Evaluation and Management of Hematuria
All patients with gross hematuria require urgent urologic referral due to >10% risk of malignancy, while microscopic hematuria requires a systematic evaluation with appropriate referrals based on risk factors and initial findings. 1
Initial Assessment and Risk Stratification
Confirmation of Hematuria
- Perform urinalysis with microscopic examination to confirm hematuria and assess for:
- RBC morphology (dysmorphic RBCs suggest glomerular source)
- Presence of casts (RBC casts suggest glomerulonephritis)
- Pyuria (suggests infection)
- Crystals (suggests stone disease)
- Proteinuria (suggests glomerular disease) 1
Laboratory Evaluation
- Complete urinalysis
- Complete metabolic panel (including serum creatinine and BUN)
- Urine culture (to rule out infection)
- Urine cytology (to evaluate for malignant cells) 1
Risk Factors for Genitourinary Malignancy
- Age >40 years (higher risk if >60 years)
- Smoking history
- Male gender
- Occupational exposure to chemicals or dyes
- Previous urologic disorders
- Hypertension
- Diabetes 1
Management Algorithm
For Gross Hematuria (Visible Blood)
- Immediate urologic referral is mandatory (risk of malignancy >10%) 1, 2
- Immediate imaging for patients with trauma 1
- Consider concurrent nephrology referral if:
- eGFR <60 ml/min/1.73m²
- Significant proteinuria
- Dysmorphic RBCs or red cell casts 1
For Microscopic Hematuria
Rule out benign causes:
- Urinary tract infection
- Menstruation
- Vigorous exercise
- Trauma
- Recent urologic procedures 1
If no benign cause identified:
Imaging of the urinary tract:
- CT urography (preferred for most patients - 92% sensitivity, 93% specificity)
- MR urography or ultrasound (for patients with renal insufficiency or contrast allergy)

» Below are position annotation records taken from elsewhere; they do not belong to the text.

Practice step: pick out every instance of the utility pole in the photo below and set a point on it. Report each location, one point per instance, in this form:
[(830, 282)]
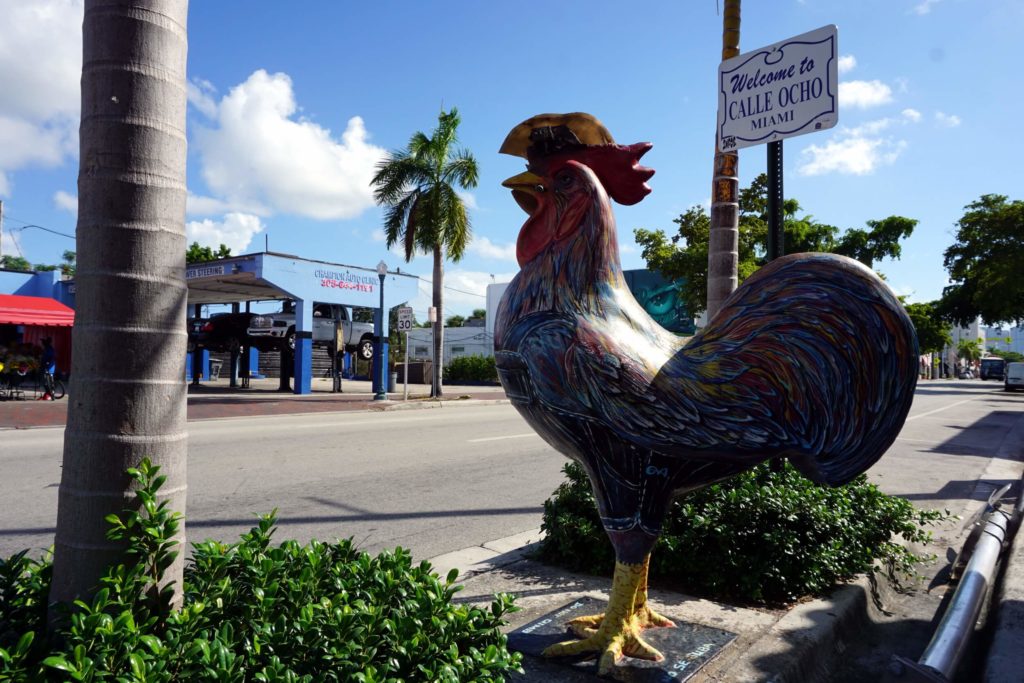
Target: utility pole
[(723, 242)]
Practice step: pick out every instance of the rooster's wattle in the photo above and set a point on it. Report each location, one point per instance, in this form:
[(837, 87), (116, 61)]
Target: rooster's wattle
[(812, 358)]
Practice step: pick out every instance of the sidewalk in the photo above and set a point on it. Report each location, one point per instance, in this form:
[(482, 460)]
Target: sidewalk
[(212, 400), (802, 643)]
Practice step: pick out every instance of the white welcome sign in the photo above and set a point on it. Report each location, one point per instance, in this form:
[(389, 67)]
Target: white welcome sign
[(786, 89)]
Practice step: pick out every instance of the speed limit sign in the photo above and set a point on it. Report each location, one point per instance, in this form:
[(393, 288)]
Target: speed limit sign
[(404, 318)]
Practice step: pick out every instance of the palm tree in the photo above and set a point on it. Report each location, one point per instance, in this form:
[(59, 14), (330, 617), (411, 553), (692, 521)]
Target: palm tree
[(127, 391), (723, 249), (424, 211)]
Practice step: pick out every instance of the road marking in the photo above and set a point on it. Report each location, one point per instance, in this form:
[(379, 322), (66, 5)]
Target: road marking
[(939, 410), (498, 438)]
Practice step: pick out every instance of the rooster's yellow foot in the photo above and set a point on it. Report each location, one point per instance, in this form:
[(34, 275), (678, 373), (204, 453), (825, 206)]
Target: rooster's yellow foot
[(645, 617), (610, 644)]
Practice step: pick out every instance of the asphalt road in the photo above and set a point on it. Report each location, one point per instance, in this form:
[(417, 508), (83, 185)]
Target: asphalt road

- Renal ultrasound (for younger patients, though only 50% sensitivity) 1
Referrals:
- Urology referral if risk factors present or no benign cause identified
- Nephrology referral if signs of glomerular disease present 1
Surveillance and Follow-up
For Negative Initial Evaluation
- Repeat urinalysis, urine cytology, and blood pressure at 6,12,24, and 36 months 1
- Immediate urologic reevaluation if:
- Gross hematuria develops
- Abnormal urinary cytology appears
- Irritative voiding symptoms develop without infection 1
For Persistent Microscopic Hematuria
- Continue surveillance with repeat urinalysis within 12 months 1
- Consider additional evaluation if hematuria worsens 1
Common Pitfalls and Caveats
Inadequate referral rates: Research shows only 36% of primary care physicians refer patients with microscopic hematuria to urology, and only 69-77% refer those with gross hematuria 3. This represents a significant gap in recommended care that could delay diagnosis of serious conditions.
Age-based considerations: Patients ≤40 years have lower risk of malignancy but should still receive appropriate evaluation. In one study, only 1 malignancy was found in younger patients compared to 31 in older patients 4.

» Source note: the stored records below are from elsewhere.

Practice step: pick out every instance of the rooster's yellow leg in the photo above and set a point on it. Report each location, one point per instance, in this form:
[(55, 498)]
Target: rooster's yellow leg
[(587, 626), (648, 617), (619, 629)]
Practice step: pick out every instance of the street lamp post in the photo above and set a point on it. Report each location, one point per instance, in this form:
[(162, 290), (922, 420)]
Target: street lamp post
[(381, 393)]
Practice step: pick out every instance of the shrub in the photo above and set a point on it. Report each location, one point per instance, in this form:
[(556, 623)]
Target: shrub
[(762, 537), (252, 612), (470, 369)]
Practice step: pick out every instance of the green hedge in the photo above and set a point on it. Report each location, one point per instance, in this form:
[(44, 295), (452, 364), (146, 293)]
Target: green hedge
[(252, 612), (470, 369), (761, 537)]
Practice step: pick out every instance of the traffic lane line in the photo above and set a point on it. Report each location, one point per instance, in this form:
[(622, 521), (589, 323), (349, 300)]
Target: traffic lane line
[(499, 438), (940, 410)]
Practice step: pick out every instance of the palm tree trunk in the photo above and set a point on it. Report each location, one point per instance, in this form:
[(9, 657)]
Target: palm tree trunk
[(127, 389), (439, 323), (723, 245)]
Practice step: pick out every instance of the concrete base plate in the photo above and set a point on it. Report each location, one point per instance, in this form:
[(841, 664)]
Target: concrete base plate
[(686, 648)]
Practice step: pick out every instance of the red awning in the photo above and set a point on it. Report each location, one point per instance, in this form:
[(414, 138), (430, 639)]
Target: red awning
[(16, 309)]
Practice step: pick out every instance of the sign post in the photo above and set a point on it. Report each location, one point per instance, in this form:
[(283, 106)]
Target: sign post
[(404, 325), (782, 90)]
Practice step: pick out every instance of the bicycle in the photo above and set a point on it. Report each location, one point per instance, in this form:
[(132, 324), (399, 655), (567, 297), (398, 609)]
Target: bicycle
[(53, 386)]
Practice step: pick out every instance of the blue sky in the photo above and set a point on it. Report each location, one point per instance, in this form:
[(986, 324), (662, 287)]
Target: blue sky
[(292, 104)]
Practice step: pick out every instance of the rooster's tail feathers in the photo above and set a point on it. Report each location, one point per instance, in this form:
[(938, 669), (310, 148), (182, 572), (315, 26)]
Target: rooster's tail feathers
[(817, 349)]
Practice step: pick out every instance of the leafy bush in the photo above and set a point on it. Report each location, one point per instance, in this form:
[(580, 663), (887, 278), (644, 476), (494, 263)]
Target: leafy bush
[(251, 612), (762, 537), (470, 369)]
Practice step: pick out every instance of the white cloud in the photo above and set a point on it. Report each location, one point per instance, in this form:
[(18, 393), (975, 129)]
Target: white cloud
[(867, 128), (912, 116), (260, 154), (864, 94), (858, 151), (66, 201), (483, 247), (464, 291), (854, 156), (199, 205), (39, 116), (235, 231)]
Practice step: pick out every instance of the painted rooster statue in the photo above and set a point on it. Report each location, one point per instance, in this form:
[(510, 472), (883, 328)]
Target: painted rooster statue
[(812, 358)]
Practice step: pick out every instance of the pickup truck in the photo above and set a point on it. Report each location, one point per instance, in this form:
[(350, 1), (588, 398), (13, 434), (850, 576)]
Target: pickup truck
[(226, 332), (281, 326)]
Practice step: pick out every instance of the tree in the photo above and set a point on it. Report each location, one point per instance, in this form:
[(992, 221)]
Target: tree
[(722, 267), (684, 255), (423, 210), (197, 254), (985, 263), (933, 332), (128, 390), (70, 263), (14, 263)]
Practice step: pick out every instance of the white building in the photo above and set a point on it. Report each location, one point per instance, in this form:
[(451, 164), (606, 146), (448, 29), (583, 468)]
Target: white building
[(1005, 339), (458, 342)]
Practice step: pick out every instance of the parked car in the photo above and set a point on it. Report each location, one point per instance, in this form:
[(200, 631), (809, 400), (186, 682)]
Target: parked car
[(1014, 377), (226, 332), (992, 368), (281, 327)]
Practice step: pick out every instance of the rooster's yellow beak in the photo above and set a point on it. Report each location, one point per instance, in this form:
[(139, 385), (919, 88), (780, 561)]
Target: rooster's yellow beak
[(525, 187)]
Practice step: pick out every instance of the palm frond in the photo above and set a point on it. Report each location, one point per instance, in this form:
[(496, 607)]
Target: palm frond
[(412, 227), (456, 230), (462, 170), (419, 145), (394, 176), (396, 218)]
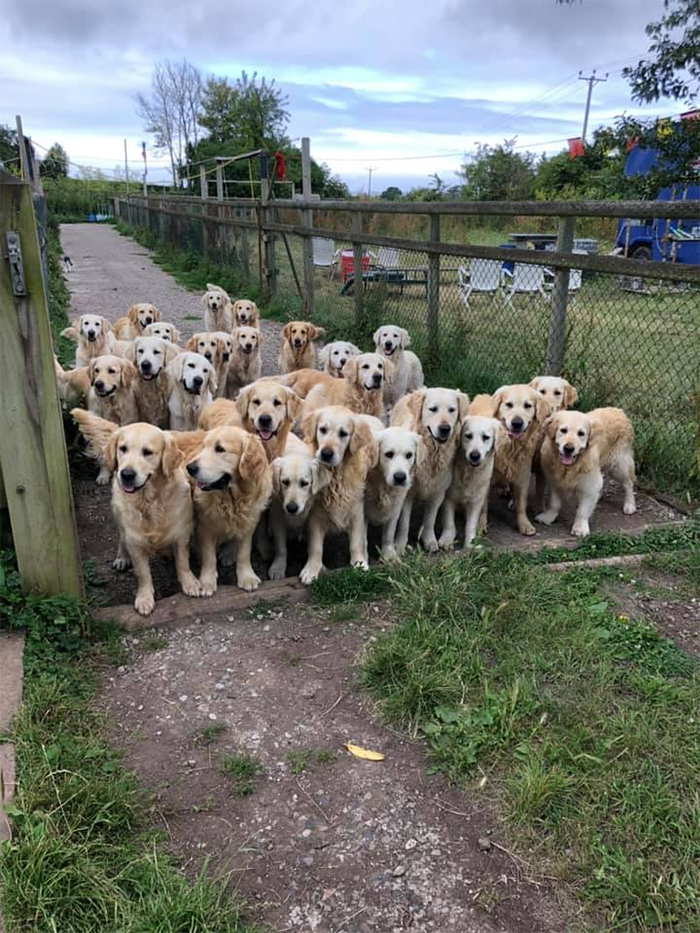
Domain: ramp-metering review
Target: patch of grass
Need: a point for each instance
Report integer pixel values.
(582, 722)
(243, 770)
(82, 857)
(209, 733)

Interstitial cystitis and hematuria: Up to 41% of interstitial cystitis patients may have hematuria, but comprehensive evaluation rarely reveals malignancy 5. Nevertheless, standard evaluation is still warranted.
Imaging selection: CT urography offers superior sensitivity (92%) compared to ultrasound (50%) for detecting urinary tract pathology, though ultrasound may be appropriate for younger, lower-risk patients 1, 4.
Intensity of hematuria matters: Patients with <5 RBCs/HPF on three consecutive urinalyses are unlikely to have significant pathology and might be candidates for conservative follow-up 4.
The primary care provider's prompt referral and facilitation of the hematuria evaluation is critical for achieving the best possible outcome and avoiding complications of genitourinary disorders 6.